“I can picture in my mind a world without war, a world without hate. And I can picture us attacking that world, because they would never expect it.”
- Jack Handey (Deep Thoughts)
The Physicists is a provocative and darkly comic satire reflecting the conflicts and fears that arise when countries are all competing for the latest and most advanced technologies for warfare.
The world’s greatest physicist Johann Wilhelm Möbius is committed to an isolated asylum and proclaims to be haunted by recurring visions of King Solomon. His company in the asylum is two other equally deluded physicists: one who thinks he is Albert Einstein, another who believes he is Sir Isaac Newton. However, it soon becomes evident that these three are not the harmless lunatics they appear to be. Added to this treacherous combination is the world-renowned psychiatrist in charge, the hunchbacked Dr. Mathilde Von Zahnd, who has some diabolical plans of her own.
Dürrenmatt and I, although we have lived in different eras, share a common understanding and fear. In reflecting on the state of the world we have both found ourselves in a state horror.

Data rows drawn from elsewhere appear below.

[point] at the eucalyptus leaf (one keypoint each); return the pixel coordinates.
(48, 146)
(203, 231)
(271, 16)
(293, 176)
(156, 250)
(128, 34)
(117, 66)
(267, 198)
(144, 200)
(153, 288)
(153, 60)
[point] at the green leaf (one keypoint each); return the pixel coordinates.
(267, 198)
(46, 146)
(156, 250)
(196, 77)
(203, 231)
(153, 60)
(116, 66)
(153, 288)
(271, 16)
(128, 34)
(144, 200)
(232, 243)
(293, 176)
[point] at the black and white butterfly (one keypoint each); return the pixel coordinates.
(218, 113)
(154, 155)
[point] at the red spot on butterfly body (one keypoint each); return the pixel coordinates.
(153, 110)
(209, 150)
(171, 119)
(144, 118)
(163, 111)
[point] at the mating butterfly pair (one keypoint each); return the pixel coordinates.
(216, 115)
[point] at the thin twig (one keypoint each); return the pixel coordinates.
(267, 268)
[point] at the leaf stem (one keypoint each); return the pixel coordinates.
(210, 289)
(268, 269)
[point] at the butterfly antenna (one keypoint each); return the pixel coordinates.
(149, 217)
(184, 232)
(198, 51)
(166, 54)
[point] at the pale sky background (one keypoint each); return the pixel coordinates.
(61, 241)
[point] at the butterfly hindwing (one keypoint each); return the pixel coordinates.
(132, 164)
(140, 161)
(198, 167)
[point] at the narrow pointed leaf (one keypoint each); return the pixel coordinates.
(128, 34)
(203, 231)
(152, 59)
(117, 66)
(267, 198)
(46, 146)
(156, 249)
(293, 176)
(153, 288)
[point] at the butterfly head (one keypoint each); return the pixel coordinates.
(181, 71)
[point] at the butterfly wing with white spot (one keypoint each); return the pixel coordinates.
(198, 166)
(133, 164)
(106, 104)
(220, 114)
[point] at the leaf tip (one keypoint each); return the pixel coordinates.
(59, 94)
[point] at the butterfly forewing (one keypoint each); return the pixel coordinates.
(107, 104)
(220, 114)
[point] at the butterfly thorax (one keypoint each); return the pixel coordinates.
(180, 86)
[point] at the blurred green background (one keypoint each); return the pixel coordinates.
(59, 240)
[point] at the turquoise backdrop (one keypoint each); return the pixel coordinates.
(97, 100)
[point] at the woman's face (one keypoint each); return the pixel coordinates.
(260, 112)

As a young adult in Switzerland
during World War II, he wrote in response to the atrocities of that time and the era that followed of the nuclear arms race. Dürrenmatt states, “The universal for me is chaos. The world (hence the stage which represents this world) is for me something monstrous, a riddle of misfortunes which must be accepted.”
Since Dürrenmatt lived before my time, I am jolted by the trepidation that the situation has not improved but has instead has gotten worse. As countries continue to compete for the latest and most advanced technologies for warfare, it seems to me that the faces have changed, but the circumstances have only grown more severe. The very present threats of terrorists and biological warfare are something that I have experienced first hand living in the present day. The vivid anxiety of living in New York City
is something that has been very real to me, having been there during 9/11 attacks and the years following it – which were overwhelmed with paranoia and propaganda.
Amongst this darkness, there is another commonality that I share with Durrenmatt, which is that, “what concerns everyone can only be resolved by everyone.” – as he proclaims in his 21 Points to The Physicists. This for me is where the theater becomes an essential tool. The theater becomes a forum to express these fears and expose the conflicts of the current cultural climate. It is not an attempt to preach or to force a resolve, but to create an outlet, to share with a microcosm of the “everyone” - in hopes that the major goal of broadening a universal perspective will in itself generate progress. In my eyes, no better place than a sanatorium to truly see the world in reflection. Equally, to venture boldly into the darkness, there is no better invitation than humor. Durrenmatt states, “to present the pure tragic is impossible in the grotesque time, unless we achieve the tragic out of comedy.” Although this may seem paradoxical, it is honest and humane to those whom which it is essential that we reach. And truly begs the question, who is truly insane? Is it the scientific “madmen” who bear the guilt and moral burden of their discoveries or the political figures that run our countries and exploit such discoveries?